In those days it was commonplace for middle- and upper-middle-class Southern white families to employ black housekeepers, cooks, or handymen. Carson McCullers, author of
The Member of the Wedding
and other novels, grew up in Georgia in the
1930
s. Her home life was similar to Harper Lee's. “We knew ‘colored people' as servants,” said McCullers's cousin Roberta Steiner. “In both our houses we had a ‘cook' who was really a general housekeeper. About half her time was spent with the baby if there was one. She did whatever was necessary at the time. We had a ‘yard man' who came about once a week. Our clothes were picked up by a black woman with a wagon. She took them home, boiled them on an outside fire, starched them, ironed them and returned them. Sheets, etc., went to the commercial laundry. Extra help came in for fall cleaning. It was the way of life.”
26

Consequently, in
To Kill a Mockingbird,
the round-the-clock presence of Calpurnia is true-to-life. Although now we wonder how Calpurnia cared for her own family when she was looking after the Finch children.

*   *   *

Yet despite the extra help with running her home, and the comfort of four children who loved her, Mrs. Lee was an unhappy person. Part of the reason had to do with her circumstances. Life in a small town couldn't offer much to a woman of her talents and interests. She and Mr. Lee enjoyed books and music, but cultural activities were almost nonexistent. The standard of living in the South at the end of the
1920
s was already the lowest in the nation. It was at the bottom of the list in almost everything: ownership of automobiles, radios, residential telephones; income per capita; bank deposits; homes with electricity, running water, and indoor plumbing. Southerners subscribed to the fewest magazines and newspapers and read the fewest books; they also provided the least support for education, public libraries, and art museums.
27
Then the stock market crash of
1929
and the decade of the Great Depression that followed wiped out pastimes like book clubs, theater and musical performances, and other self-improvement activities. Church programs and ladies' charity work were practically the only opportunities available to someone with a lively mind like Mrs. Lee. The image of Mrs. Lee, a “brilliant woman,” killing time by playing the piano for hours or reading is a sad portrait of a creative person with no outlet.

More serious, however, was Mrs. Lee's mental state. From the time Nelle was small, she knew her mother mainly as a middle-aged, overweight woman with a host of demons. Today her condition would probably be diagnosed as manic-depression, an emotional disorder involving severe mood swings and irrational thoughts. Her unpredictable behavior, over which she had little control, affected everyone in her family.
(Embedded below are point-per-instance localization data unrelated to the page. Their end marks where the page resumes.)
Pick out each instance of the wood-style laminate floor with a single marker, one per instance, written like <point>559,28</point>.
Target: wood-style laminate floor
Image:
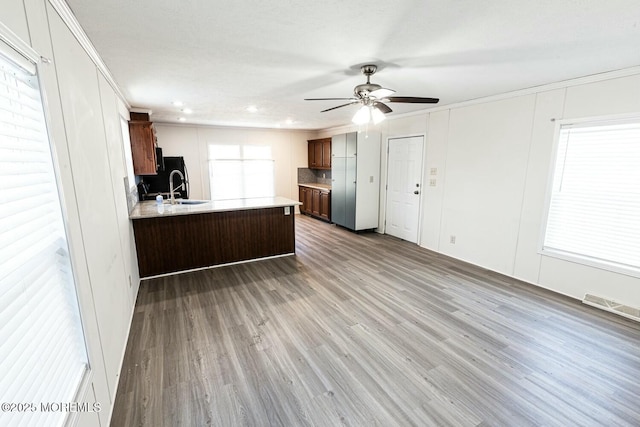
<point>368,330</point>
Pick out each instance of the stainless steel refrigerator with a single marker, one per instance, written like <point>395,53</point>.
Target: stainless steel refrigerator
<point>355,186</point>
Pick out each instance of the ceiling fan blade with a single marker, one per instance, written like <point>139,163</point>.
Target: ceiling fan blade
<point>382,107</point>
<point>329,99</point>
<point>382,93</point>
<point>340,106</point>
<point>412,99</point>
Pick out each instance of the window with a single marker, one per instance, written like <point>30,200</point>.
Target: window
<point>43,357</point>
<point>594,207</point>
<point>240,171</point>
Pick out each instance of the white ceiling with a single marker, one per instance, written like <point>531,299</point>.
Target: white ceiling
<point>219,57</point>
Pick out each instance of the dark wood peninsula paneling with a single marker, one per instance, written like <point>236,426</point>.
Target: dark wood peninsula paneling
<point>183,242</point>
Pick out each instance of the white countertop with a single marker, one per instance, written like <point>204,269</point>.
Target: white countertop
<point>315,185</point>
<point>149,209</point>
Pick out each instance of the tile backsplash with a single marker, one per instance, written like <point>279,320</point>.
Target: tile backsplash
<point>311,176</point>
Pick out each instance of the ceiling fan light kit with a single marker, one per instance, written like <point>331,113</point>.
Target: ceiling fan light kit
<point>371,96</point>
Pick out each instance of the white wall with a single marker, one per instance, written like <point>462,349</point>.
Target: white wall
<point>289,152</point>
<point>82,110</point>
<point>493,159</point>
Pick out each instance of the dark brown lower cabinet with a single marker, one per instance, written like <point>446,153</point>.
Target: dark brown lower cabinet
<point>182,242</point>
<point>315,202</point>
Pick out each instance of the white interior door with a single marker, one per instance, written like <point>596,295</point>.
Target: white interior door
<point>404,187</point>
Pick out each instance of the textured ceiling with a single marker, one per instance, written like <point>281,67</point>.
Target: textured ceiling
<point>219,57</point>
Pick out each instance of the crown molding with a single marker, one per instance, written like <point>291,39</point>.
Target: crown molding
<point>16,43</point>
<point>72,23</point>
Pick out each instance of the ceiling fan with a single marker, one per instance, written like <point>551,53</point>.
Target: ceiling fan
<point>372,97</point>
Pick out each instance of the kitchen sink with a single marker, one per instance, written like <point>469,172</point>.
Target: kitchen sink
<point>191,202</point>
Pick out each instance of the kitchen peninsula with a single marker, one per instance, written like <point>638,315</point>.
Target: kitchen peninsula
<point>174,238</point>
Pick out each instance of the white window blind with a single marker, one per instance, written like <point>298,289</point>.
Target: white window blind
<point>594,209</point>
<point>240,171</point>
<point>43,356</point>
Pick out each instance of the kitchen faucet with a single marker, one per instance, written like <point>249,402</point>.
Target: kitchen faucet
<point>171,189</point>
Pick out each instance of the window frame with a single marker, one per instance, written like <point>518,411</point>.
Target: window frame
<point>564,255</point>
<point>244,161</point>
<point>22,58</point>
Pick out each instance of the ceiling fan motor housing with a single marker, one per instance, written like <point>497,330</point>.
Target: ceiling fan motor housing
<point>363,90</point>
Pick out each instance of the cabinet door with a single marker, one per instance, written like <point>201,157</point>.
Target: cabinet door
<point>326,153</point>
<point>143,148</point>
<point>325,205</point>
<point>315,202</point>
The “gentle soul” of the household, as her children later called her, could become inexplicably upset and tearful, or unaccountably talkative. Some days, Mrs. Lee “seemed withdrawn”: she might remain blank-faced in response to a greeting, as if she had never seen the person before, or only nod in reply. On days when Mrs. Lee was too depressed to fix meals and Hattie or the cook couldn't come, the family settled for eating hunks of watermelon all day.
28

Other times, her mood would veer to the opposite pole—her mind racing, words tumbling out. She would seize on a small piece of gossip, or something she'd heard on the radio, and exaggerate it beyond belief. From the porch, she would shout instructions to passersby on the street.
29
Bafflement in the Lee family over Mother's behavior reached its highest pitch when she would rise in the dead of night and begin playing the piano. It was then that Mr. Lee had to coax her back to bed with the promise that she should rest and then play as much as she liked the following day. Eventually, Mr. Lee arranged for her to spend a few restful weeks at a beach resort on the Gulf of Mexico during the summer months, under the watchful eye of his secretary, Maggie Dees.